An article series that looks at what NAED members would do differently if they were starting their distributorships in 2014

Ask Burt Schraga what he’d do differently if he knew back in 1973 what he knows now and his answer is straightforward:  “I would be slow to hire and quick to fire,” says this CEO of Santa Clara, Calif.-based Bell Electrical Supply. By that, Schraga means he’d take time filling the ranks and not hesitate when an employee or manager was no longer a “good fit” for the firm. “It took me 35 years to figure out that one key strategy,” says Schraga, who was 25 when he opened the doors to Bell Electrical Supply, “and even today I’m still probably guilty of not living by that rule.”

Schraga’s point is particularly relevant in challenging business environments where the companies that can operate in the leanest fashion tend to win out. “When business slows, you start thinning people out and realize that you probably would have fared better if you had gotten rid of the C and D players sooner,” Schraga explains. “They were probably costing you money and impacting company morale all along.”

Hiring Good Help

If he had to do it all over again, Schraga says he’d hire a good CPA and an attorney earlier than he actually did. “I can remember not seeking out good advice and it wound up costing me a lot more money than it would have if I’d paid for the outside support in those areas,” says Schraga, who today retains a few lawyers (one for labor law, one for general business law, etc.) and relies on a reputable CPA to manage Bell Electrical Supply’s finances and taxes.

“We waited way too long to get good help in the legal and financial areas,” says Schraga, who is also a member of EDIC, an insurance company founded by a group of electrical distributors, and Vistage, a CEO group that acts like a board of directors for a company. “Vistage is a peer group that does a very good job of holding you accountable,” says Schraga, “and if it doesn’t, then you’re in the wrong Vistage group.”

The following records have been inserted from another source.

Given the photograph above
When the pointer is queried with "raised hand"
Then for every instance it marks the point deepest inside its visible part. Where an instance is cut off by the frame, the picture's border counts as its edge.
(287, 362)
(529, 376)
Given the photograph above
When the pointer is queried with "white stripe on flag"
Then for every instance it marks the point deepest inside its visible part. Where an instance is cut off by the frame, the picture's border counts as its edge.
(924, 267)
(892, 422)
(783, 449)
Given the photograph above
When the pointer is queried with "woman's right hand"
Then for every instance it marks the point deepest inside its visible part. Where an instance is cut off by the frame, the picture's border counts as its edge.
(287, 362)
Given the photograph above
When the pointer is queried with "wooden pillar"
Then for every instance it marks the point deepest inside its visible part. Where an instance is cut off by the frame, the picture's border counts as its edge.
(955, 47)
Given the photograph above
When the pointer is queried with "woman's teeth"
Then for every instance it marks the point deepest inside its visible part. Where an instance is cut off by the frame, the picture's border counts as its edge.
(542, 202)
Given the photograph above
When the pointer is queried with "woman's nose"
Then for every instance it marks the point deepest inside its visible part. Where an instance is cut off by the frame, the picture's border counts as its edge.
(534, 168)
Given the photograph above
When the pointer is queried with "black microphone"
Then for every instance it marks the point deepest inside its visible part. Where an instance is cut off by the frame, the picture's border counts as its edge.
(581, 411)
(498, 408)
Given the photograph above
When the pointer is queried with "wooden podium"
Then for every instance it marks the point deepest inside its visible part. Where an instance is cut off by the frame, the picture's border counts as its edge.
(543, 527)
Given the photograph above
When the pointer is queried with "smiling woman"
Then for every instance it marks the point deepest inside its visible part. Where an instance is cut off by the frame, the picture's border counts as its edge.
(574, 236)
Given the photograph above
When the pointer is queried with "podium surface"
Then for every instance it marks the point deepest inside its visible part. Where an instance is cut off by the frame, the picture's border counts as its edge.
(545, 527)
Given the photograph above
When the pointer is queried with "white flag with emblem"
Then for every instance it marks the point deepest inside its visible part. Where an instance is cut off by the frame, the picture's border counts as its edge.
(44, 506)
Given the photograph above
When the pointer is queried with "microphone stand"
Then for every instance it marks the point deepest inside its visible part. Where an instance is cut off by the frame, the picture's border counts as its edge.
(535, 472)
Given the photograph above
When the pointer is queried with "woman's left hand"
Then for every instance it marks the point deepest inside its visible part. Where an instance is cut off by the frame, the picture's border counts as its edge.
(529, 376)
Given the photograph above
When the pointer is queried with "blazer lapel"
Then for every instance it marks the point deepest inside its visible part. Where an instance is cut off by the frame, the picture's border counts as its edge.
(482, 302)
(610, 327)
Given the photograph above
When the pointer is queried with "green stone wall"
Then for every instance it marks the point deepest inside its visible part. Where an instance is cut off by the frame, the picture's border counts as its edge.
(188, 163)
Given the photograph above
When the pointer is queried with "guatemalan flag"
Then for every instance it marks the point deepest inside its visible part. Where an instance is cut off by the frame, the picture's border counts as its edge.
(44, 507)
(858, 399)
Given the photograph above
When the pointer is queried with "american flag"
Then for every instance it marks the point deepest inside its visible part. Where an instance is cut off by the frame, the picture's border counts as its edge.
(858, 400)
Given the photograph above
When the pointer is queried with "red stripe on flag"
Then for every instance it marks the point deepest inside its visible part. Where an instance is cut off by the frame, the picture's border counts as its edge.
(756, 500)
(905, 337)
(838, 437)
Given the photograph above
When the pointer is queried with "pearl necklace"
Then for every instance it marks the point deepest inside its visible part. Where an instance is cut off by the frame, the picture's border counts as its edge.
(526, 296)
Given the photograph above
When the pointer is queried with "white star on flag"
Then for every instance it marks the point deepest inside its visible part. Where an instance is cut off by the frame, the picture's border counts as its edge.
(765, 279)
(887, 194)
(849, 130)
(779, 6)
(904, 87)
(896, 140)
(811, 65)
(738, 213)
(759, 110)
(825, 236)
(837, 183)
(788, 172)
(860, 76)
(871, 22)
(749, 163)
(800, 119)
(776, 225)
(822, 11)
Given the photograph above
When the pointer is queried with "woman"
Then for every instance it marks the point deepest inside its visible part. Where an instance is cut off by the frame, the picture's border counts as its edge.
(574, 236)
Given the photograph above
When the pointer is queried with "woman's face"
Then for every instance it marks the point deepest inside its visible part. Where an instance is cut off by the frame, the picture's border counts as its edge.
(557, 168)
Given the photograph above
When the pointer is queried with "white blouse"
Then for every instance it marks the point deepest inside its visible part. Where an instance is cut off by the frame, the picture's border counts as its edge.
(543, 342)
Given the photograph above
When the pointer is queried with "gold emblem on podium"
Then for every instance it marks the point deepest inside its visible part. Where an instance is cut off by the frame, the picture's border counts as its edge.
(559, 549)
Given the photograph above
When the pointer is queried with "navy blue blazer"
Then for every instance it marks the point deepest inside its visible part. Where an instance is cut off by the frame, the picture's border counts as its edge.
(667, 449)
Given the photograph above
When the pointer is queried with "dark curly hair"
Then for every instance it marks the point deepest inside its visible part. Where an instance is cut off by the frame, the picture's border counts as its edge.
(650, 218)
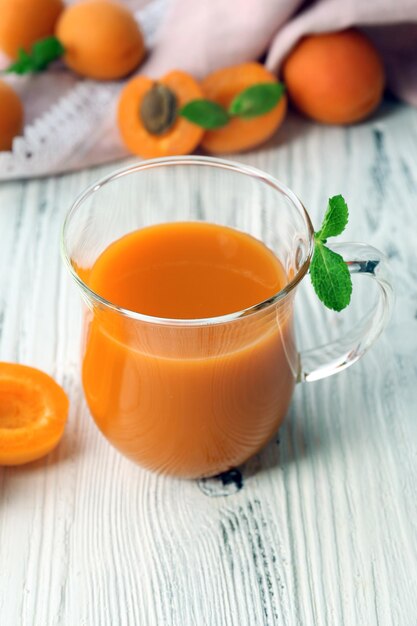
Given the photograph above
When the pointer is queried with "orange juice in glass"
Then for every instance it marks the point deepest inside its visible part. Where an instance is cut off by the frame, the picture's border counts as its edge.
(188, 267)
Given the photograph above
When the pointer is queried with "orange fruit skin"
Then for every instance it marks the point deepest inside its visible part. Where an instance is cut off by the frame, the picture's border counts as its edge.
(11, 116)
(22, 22)
(101, 38)
(33, 413)
(182, 138)
(240, 134)
(335, 78)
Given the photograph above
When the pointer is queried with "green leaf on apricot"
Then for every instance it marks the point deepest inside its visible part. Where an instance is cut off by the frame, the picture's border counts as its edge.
(42, 53)
(257, 100)
(205, 113)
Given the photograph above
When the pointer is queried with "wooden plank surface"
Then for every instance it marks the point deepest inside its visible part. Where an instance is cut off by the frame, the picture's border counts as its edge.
(323, 529)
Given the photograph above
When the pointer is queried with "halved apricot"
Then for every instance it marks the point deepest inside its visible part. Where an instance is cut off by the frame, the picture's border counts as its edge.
(240, 134)
(148, 119)
(33, 413)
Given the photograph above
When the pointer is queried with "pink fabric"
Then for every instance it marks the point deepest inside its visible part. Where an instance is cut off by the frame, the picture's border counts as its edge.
(203, 36)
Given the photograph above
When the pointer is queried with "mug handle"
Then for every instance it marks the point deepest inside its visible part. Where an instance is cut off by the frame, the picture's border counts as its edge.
(337, 355)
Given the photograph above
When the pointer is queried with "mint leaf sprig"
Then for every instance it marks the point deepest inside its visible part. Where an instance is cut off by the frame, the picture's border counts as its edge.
(329, 273)
(42, 53)
(251, 102)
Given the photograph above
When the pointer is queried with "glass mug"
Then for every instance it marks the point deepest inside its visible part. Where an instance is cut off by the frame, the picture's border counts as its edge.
(195, 397)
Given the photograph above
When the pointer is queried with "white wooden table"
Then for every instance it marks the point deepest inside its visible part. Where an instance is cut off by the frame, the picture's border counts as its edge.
(324, 529)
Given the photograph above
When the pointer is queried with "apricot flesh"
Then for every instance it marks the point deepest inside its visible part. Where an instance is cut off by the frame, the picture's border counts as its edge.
(335, 78)
(101, 38)
(11, 116)
(22, 22)
(181, 137)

Looking back, Schraga says he also acquired EPL insurance to cover issues like sexual harassment and wrongful termination. “We waited entirely too long to take out this type of policy, which is actually quite reasonable in price,” says Schraga. “Of course, these are the things you don’t necessarily think about when you’re starting your company and worried about everything else.”

Power in Membership

Finally, Schraga says he’d attend even more NAED meetings and spend more time networking with his peers in the industry via the association. “You can learn more about pretty much everything mentioned here by attending NAED meetings,” says Schraga, who especially likes the peer group breakouts with non-competing distributors. “That’s a pretty powerful thing. Anytime you can get into a peer group of any sort you wind up learning an awful lot – both about running a business and about your industry in general.”